Pensemos por un momento en los cambios acaecidos en el entorno económico empresarial en las últimas décadas. Es verdad que son innumerables, pero ¿qué han hecho las organizaciones para sobrevivir y desarrollarse en este entorno turbulento?

La principal respuesta pudiera encontrarse en la búsqueda por potenciar y rentabilizar el conjunto de activos que poseen. Lo más clásico, probable y fácil consiste en una focalización natural hacia los activos económicos o financieros o, tal vez, hacia la tecnología. Pero ¿garantiza necesariamente esta orientación una ventaja competitiva? El hecho de negarse al cambio probablemente no sea una buena solución, máxime cuando dicho cambio exige que
nosotros cambiemos.

En este entorno cambiante, el valor de una organización ya no reside en sus bienes tangibles o tecnológicos. En la práctica empresarial industrial tradicional, los activos físicos se consideran la base del éxito y del valor de la organización y se evita, en ocasiones de forma involuntaria, recurrir a otros tipos de activos, que no son valorados en su dimensión adecuada.

Esto, hoy en día, está lejos de ser así.

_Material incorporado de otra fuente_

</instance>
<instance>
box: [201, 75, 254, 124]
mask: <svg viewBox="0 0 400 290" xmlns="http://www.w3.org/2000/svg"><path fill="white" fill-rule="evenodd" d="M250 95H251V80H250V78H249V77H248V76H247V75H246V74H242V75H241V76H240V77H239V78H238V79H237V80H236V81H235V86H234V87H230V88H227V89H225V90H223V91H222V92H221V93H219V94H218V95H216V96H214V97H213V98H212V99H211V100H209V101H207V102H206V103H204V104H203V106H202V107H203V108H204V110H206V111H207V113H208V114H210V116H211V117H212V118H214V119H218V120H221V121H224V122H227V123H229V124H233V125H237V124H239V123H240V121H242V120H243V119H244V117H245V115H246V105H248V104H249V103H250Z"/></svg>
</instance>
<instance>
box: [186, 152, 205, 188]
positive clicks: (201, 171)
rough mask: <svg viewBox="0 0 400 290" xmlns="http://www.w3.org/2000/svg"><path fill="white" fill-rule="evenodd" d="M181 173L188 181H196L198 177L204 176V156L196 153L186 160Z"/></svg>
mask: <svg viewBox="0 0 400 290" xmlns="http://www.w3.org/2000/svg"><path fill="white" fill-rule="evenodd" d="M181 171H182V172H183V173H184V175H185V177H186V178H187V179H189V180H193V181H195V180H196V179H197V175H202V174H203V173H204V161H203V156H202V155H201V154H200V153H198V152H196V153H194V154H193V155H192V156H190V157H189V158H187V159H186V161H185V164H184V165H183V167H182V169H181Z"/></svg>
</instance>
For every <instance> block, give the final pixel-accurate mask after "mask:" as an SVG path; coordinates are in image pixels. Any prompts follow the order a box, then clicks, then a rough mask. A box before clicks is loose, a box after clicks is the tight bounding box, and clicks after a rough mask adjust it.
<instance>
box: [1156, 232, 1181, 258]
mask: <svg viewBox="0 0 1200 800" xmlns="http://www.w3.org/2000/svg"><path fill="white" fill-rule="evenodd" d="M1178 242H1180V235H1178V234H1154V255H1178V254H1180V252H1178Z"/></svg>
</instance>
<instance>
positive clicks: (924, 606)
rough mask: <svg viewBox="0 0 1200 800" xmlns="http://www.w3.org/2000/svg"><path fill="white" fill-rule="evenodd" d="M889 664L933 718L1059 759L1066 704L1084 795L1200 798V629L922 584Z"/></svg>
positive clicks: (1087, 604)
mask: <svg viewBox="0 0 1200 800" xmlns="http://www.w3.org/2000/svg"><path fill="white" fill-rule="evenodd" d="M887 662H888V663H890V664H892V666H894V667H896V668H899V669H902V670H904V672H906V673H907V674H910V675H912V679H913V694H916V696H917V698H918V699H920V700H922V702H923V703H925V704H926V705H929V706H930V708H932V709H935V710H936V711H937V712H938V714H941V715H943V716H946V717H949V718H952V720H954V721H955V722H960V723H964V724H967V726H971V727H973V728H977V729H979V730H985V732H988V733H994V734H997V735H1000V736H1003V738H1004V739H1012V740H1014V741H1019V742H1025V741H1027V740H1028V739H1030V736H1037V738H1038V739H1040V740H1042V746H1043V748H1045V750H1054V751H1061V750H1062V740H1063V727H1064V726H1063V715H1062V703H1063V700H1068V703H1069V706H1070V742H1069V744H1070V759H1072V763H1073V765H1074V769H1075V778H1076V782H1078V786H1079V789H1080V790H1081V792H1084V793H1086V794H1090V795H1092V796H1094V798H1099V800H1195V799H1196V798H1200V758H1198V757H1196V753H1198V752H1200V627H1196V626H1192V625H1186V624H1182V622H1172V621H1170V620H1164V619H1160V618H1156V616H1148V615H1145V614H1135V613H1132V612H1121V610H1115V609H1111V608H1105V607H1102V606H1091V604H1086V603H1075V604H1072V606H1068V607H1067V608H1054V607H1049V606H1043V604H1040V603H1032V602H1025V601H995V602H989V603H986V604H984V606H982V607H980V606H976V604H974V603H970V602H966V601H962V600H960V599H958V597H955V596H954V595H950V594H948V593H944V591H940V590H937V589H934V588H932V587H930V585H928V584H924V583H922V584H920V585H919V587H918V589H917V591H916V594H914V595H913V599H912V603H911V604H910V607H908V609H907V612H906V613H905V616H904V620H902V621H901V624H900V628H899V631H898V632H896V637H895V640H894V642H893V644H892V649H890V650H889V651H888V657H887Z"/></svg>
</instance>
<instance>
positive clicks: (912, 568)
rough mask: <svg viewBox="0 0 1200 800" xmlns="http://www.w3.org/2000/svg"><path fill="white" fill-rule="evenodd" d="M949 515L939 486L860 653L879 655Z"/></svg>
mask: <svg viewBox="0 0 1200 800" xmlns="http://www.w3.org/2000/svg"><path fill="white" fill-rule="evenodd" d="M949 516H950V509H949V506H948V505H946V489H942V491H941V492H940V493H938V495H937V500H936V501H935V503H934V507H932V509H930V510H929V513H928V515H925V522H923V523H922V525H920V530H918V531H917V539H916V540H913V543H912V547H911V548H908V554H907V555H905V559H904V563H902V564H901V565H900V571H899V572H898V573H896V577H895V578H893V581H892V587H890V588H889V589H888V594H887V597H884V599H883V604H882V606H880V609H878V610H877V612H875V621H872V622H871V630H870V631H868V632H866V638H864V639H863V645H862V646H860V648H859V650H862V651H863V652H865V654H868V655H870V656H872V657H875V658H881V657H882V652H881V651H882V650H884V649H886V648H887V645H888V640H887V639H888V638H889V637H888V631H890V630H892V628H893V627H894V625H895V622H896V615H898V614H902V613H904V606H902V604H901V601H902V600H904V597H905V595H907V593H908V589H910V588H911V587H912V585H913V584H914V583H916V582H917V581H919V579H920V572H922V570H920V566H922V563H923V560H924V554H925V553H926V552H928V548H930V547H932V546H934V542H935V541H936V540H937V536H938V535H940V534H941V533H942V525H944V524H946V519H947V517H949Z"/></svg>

Conviene centrarse en los conocimientos científicos, técnicos y especializados, en la experiencia, en las habilidades, en las capacidades y potencialidades de nuestros recursos humanos, de las personas. De esta manera, cada vez son más las compañías que se están desarrollando sobre la base de lo que saben hacer y no sobre lo que producen.

Actualmente, activos tales como patentes, licencias, productos, servicios, know-how y capacidades organizativas y sus incrementos productivos se basan en capacidades de innovación permanente relacionadas con la aplicación del conocimiento.

Una organización capaz de descubrir y de administrar estas capacidades habrá dado un gran paso para reconvertir este capital intelectual en capital financiero rentable y sostenible en el tiempo, generando con ello una ventaja competitiva propia. No obstante, para que el conocimiento se convierta en una fuente de ventaja competitiva, no es suficiente con reconocer su mera existencia. También conviene captar ese conocimiento, distribuirlo, almacenarlo, compartirlo y utilizarlo. Estamos hablando aquí de gestión del conocimiento.

Y es justamente en este punto donde interviene el coaching que, a pesar de no añadir conocimiento, interviene como catalizador.
Se han identificado, en el contexto empresarial, por lo menos, tres dimensiones del conocimiento.

1. Por una parte, se define el “capital relacional” como el valor generado gracias al intercambio de información con agentes externos como, por ejemplo, clientes y proveedores.
2. Es posible, también, reconocer el capital estructural como el valor del conocimiento generado en la organización y que se traduce en su capacidad de ser productiva y que está determinado, entre otros aspectos, por la cultura organizacional, las normas, los procesos, las marcas, los desarrollos tecnológicos, etc.
3. La tercera dimensión la aporta el capital intelectual o el valor del conocimiento creado por las personas que integran la organización, sus potencialidades, su capacidad de aprendizaje, sus habilidades, su desarrollo, su experiencia, etc.

En una época caracterizada por la información y por los cambios, existe una clara exigencia para que las organizaciones replanteen constantemente sus interacciones con el entorno y busquen diferencias estratégicas. De esta forma, generan nuevo conocimiento mediante la experiencia y el aprendizaje, al identificar y calificar las nuevas fuentes de conocimientos y procurar dotarse de la capacidad de administrarlas correctamente.

Así, resulta posible el desarrollo de una organización que esté basada en el conocimiento, que se caracteriza por su capacidad para captar, analizar, distribuir y gestionar la información interna y transformarla en conocimiento que añada valor a todo lo que hace. Obviamente, esto resulta totalmente imposible en una organización en la que los objetivos no contemplan el desarrollo personal y profesional de sus coachees y se menosprecia la consideración de la
búsqueda continua del aprovechamiento del potencial de la innovación.